— Ты сам в ванную заходил? — спросил Арсен. —
Сам видел ее живой? Может, там просто вода шла или какая-нибудь другая баба
была. Откуда ты знаешь, что она живой осталась?
— Я в номере был. За чемоданами заходил. И нигде убитую
не видел.
— А если он специально вас позвал, чтобы вы ему алиби
сделали? Может, он ее убил и в ванной держал, поэтому и воду пустил. А когда вы
ушли, в комнату перенес, чтобы на него, подлеца, не думали?
— Сам ты подлец! — закричал Леня. — Но кто,
кто мог ее убить?
— Я тебе говорю, твой шеф и убил.
— Да я его сам в аэропорт отвозил. Она живая
была, — продолжал твердить водитель.
— Живая была, живая была… Может, он из аэропорта
вернулся и убил ее. Откуда ты знаешь? Трудно ему было, что ли, машину найти?
Может, он вообще все про тебя знал и хотел тебя самого подставить.
— Что мне делать? — спросил Леонид. Он явно
нервничал. Однако он правильно рассудил, что такая пленка может быть
доказательством его невиновности. Хотя бы для оправдания перед Александром
Михайловичем.
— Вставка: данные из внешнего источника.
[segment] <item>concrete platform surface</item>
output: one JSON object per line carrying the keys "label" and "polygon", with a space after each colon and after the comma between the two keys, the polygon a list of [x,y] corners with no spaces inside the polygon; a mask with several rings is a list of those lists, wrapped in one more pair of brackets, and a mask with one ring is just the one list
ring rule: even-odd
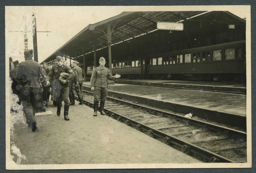
{"label": "concrete platform surface", "polygon": [[[90,90],[89,82],[84,88]],[[234,125],[246,126],[245,95],[120,84],[110,85],[108,96]]]}
{"label": "concrete platform surface", "polygon": [[246,85],[234,82],[182,81],[119,79],[115,83],[246,93]]}
{"label": "concrete platform surface", "polygon": [[64,120],[64,106],[57,116],[48,103],[46,110],[53,114],[35,117],[39,131],[32,132],[25,120],[14,124],[11,147],[22,156],[13,153],[19,164],[200,162],[99,112],[94,117],[92,108],[77,101],[69,107],[69,121]]}

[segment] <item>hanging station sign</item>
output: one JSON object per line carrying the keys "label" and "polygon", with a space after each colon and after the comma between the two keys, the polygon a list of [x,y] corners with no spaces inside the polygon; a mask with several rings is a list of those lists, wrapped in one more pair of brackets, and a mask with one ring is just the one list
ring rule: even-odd
{"label": "hanging station sign", "polygon": [[157,28],[158,30],[183,31],[184,27],[183,24],[182,23],[157,22]]}

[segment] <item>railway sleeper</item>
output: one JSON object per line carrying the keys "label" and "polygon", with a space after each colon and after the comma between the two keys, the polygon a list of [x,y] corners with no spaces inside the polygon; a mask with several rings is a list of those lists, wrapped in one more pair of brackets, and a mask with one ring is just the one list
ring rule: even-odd
{"label": "railway sleeper", "polygon": [[163,139],[163,143],[166,144],[168,144],[169,143],[169,141],[170,140],[170,138],[168,138],[167,136],[165,137],[165,139]]}
{"label": "railway sleeper", "polygon": [[187,145],[184,145],[180,149],[180,151],[184,153],[188,152],[190,150],[190,147]]}
{"label": "railway sleeper", "polygon": [[217,162],[219,160],[219,159],[216,158],[216,157],[214,157],[214,156],[213,156],[210,159],[210,160],[209,160],[209,161],[208,162],[208,163],[216,163],[216,162]]}
{"label": "railway sleeper", "polygon": [[154,133],[154,131],[150,129],[148,131],[147,134],[149,136],[153,138],[155,138],[155,136]]}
Именно поэтому он и сделал эту запись.
— Ничего не делать. Ты ни в чем не виноват. Твое дело
маленькое. Отвез, привез. А если услышишь какие-нибудь новости об этом деле,
сразу мне сообщай. Сразу мне и звони, я сам что-нибудь придумаю…»
Пленка кончилась. Генерал тяжело вздохнул и матерно
выругался. Почти так же, как Леонид во время записи разговора.
— Это не доказательство, — задумчиво сказал
Дронго. — Судя по кассете, я думал, что здесь будет доказательство
невиновности Александра Михайловича, а эта кассета скорее доказательство
причастности Леонида к этой грязной истории и его непричастности к убийству. Из
нее следователи могут сделать вывод, что Александр Михайлович действительно
убил девушку, которая оставалась с ним в номере отеля, и сбежал, испугавшись
ответственности.
— Ничего конкретного, — согласился мрачный
Федосеев. — Я бы эту гниду своими руками…
— Уже поздно, — возразил Дронго, — его уже
кто-то убрал другими руками. Теперь у нас более конкретная задача. Выяснить,
кто такой этот Арсен? Судя по разговору, он либо сводник, либо сутенер.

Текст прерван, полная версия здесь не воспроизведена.